Размер шрифта
-
+

Theatrum mundi. Подвижный лексикон - стр. 9

Бессознательное Фрейда – это не «подавленные аффекты» в «темном подвале большого здания»[34], а вытесненные репрезентации (французский психиатр и психоаналитик Жак Лакан позднее назовет их, на языке лингвистической науки, означающими и скажет, что бессознательное структурировано как язык): вытеснение – это всегда одновременно и «возвращение вытесненного», т. е. что-то продолжает говорить, помимо воли Я, на зашифрованном языке сновидений, симптомов, оговорок, острот, ошибочных действий.

Слезы Диониса

В ноябре 2019 года в Москву на фестиваль «Сезон Станиславского» был привезен спектакль Ромео Кастеллуччи «Лебединая песня D744»[35]. В интервью «Новой газете» Кастеллуччи в довольно-таки загадочных выражениях предлагает нам ключ к пониманию его творения: «Тема этого цикла – небытие. <…> Актриса [Валери Древиль] показывает нам пропасть, открытую музыкой.

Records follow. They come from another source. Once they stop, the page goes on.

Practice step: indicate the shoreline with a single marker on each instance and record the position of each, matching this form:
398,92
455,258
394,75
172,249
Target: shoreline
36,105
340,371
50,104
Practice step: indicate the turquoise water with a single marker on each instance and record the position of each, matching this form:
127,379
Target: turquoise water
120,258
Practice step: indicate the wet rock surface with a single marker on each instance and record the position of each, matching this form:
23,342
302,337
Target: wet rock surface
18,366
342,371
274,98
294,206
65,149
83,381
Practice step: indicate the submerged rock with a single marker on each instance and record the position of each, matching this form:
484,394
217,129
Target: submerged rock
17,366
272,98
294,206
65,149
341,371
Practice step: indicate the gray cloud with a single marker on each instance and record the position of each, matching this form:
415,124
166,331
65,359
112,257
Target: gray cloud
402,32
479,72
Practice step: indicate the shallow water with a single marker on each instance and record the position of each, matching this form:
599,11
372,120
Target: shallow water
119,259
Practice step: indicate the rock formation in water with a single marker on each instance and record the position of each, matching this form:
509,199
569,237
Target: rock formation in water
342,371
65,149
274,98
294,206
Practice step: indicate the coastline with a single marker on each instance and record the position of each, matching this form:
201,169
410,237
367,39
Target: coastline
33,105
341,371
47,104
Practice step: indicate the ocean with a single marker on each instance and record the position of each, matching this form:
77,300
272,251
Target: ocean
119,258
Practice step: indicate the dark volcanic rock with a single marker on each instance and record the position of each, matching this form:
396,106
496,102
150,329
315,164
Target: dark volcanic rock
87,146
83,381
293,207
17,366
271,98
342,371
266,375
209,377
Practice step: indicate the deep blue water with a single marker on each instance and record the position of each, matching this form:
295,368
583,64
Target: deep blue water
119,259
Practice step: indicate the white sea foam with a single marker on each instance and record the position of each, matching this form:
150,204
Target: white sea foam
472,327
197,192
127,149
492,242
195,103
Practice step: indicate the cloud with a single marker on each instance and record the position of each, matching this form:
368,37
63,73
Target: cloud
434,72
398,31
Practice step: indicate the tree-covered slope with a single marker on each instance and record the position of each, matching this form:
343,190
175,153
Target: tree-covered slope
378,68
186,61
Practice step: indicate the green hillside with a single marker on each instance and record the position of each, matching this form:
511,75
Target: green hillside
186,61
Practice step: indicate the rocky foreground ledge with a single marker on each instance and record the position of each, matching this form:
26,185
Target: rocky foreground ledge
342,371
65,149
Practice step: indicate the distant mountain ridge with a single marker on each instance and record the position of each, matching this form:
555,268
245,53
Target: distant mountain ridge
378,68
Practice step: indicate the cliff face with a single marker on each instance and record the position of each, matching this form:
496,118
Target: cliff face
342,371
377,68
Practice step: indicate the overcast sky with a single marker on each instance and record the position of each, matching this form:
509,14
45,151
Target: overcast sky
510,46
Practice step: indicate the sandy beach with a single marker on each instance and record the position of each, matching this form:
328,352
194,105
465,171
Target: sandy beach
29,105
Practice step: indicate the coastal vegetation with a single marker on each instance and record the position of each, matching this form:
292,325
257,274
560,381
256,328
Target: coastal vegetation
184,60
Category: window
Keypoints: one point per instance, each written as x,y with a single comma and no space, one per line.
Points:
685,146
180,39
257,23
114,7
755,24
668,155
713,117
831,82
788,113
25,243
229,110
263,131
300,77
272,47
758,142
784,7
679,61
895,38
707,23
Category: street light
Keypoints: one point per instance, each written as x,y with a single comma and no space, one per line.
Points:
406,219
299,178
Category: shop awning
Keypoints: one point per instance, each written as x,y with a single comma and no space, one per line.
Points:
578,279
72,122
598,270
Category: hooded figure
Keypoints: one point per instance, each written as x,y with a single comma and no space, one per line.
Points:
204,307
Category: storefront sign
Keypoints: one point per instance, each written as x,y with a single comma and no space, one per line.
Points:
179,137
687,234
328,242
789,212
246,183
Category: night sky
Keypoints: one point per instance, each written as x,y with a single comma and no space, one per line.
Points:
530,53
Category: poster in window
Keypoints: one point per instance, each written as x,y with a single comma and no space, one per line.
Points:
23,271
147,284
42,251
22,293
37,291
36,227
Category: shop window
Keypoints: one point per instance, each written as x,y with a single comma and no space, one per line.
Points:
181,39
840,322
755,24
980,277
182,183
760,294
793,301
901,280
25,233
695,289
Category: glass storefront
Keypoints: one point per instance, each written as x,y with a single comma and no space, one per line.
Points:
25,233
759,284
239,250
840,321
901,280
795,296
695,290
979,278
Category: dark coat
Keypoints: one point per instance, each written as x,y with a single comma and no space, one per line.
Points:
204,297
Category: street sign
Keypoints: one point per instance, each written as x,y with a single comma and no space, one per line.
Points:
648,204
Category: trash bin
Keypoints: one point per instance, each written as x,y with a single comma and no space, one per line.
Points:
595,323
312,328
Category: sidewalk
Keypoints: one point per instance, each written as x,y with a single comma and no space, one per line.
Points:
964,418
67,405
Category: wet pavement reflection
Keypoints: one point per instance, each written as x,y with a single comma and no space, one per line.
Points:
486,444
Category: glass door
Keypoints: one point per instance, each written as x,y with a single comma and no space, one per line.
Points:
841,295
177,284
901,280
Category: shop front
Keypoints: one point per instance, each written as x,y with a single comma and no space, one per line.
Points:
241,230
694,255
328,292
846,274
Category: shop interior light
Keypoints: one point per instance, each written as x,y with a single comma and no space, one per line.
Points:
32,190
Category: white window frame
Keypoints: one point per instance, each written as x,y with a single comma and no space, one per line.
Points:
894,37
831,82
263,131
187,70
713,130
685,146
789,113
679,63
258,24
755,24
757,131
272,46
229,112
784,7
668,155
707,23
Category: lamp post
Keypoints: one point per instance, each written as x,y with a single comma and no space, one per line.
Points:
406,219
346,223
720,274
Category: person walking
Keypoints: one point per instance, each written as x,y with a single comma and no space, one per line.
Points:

Пропасть, которая зовет заглянуть в нее. Что это за пропасть? Я не могу вам сказать, но она связана со словом “бытие”»[36] (курсив мой. – А. А.). И там же упоминается еще одно важнейшее, сквозное для многих текстов или интервью режиссера, высказывание: «В чем причина слез? Не сентиментальных: сантименты я ненавижу».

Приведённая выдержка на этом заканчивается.